The deceased entered a nursing facility prior to death.
During this period the deceased's property was used to produce income.
The deceased's property continued to be used to produce income for more than two years.
You have been unable to dispose of the property within two years as the will of the deceased was challenged.
During the court proceedings the property was unable to be sold.
The Court proceedings were settled.
The property was prepared for sale and a contract for the sale was signed in the 2013 income year.
The sale of the property has resulted in a capital gain.

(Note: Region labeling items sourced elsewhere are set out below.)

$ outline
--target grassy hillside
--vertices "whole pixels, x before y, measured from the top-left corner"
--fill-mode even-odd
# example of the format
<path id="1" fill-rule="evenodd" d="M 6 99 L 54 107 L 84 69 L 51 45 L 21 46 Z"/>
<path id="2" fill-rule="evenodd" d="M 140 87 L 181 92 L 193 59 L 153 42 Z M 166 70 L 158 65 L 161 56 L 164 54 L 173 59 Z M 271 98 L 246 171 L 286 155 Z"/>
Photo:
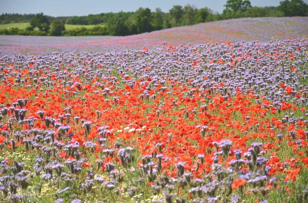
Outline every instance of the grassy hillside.
<path id="1" fill-rule="evenodd" d="M 24 30 L 26 27 L 30 26 L 30 23 L 29 22 L 20 22 L 20 23 L 13 23 L 13 24 L 3 24 L 0 25 L 0 30 L 3 30 L 9 27 L 15 27 L 19 29 Z M 93 25 L 86 25 L 84 26 L 82 25 L 65 25 L 65 29 L 66 30 L 72 30 L 76 28 L 92 28 L 94 26 L 93 26 Z M 99 26 L 103 27 L 104 25 L 101 25 Z"/>
<path id="2" fill-rule="evenodd" d="M 307 37 L 308 17 L 238 18 L 184 26 L 126 37 L 0 36 L 0 55 L 138 50 L 163 45 L 270 41 Z"/>

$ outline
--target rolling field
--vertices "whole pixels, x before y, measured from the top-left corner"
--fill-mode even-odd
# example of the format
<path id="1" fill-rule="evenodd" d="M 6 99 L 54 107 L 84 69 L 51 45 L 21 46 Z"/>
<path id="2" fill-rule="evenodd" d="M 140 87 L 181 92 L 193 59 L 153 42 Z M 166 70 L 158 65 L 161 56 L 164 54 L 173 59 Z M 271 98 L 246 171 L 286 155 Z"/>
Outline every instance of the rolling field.
<path id="1" fill-rule="evenodd" d="M 308 17 L 233 19 L 126 37 L 0 36 L 2 55 L 52 52 L 111 52 L 163 45 L 285 40 L 308 36 Z"/>
<path id="2" fill-rule="evenodd" d="M 13 23 L 9 24 L 2 24 L 0 25 L 0 30 L 3 30 L 10 27 L 15 27 L 21 30 L 25 30 L 26 28 L 30 26 L 29 22 L 19 22 L 19 23 Z M 65 25 L 65 29 L 66 30 L 72 30 L 76 28 L 92 28 L 94 26 L 93 25 Z M 98 26 L 104 26 L 103 25 L 98 25 Z"/>
<path id="3" fill-rule="evenodd" d="M 2 36 L 0 202 L 307 202 L 307 19 Z"/>

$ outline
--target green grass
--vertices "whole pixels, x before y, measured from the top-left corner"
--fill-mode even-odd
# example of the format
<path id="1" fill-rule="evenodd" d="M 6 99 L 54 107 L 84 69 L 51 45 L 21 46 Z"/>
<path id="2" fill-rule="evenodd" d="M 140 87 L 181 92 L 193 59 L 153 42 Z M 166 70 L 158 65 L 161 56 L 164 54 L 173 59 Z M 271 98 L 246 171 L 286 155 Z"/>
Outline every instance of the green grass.
<path id="1" fill-rule="evenodd" d="M 26 28 L 30 26 L 29 22 L 18 22 L 18 23 L 12 23 L 9 24 L 3 24 L 0 25 L 0 30 L 5 29 L 9 27 L 15 27 L 20 30 L 25 30 Z M 65 29 L 67 30 L 72 30 L 76 28 L 92 28 L 95 26 L 104 26 L 103 25 L 65 25 Z"/>

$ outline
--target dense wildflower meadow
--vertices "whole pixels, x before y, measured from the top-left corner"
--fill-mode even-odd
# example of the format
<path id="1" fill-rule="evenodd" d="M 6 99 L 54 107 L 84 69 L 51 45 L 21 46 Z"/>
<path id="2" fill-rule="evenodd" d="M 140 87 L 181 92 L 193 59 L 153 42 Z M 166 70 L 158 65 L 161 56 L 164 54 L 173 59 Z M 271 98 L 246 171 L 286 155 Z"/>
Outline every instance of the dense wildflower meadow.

Relevant legislative provisions:
Income Tax Assessment Act 1997 Section 104-10
Income Tax Assessment Act 1997 Section 118-195
Reasons for decision:
Due to recent changes to the Income Tax Assessment Act 1997 (ITAA), the Commissioner now has discretion to extend the two year period in the Act where:
The ownership of a dwelling or a will is challenged;
The complexity of a deceased estate delays the completion of administration of the estate;
A trustee or beneficiary is unable to attend to the deceased estate due to unforeseen or serious personal circumstances arising during the two-year period (for example, the taxpayer or a family member has a severe illness or injury); or
Settlement of a contract of sale over the dwelling is unexpectedly delayed or falls through for circumstances outside the beneficiary or trustee's control.
These examples are not exhaustive.
In this case, you were unable to dispose of the property within two years of the deceased's death due to the will of the deceased being challenged. Accordingly, you meet the criteria in which the Commissioner may exercise discretion to extend the two year period in which a deceased's main residence must be disposed.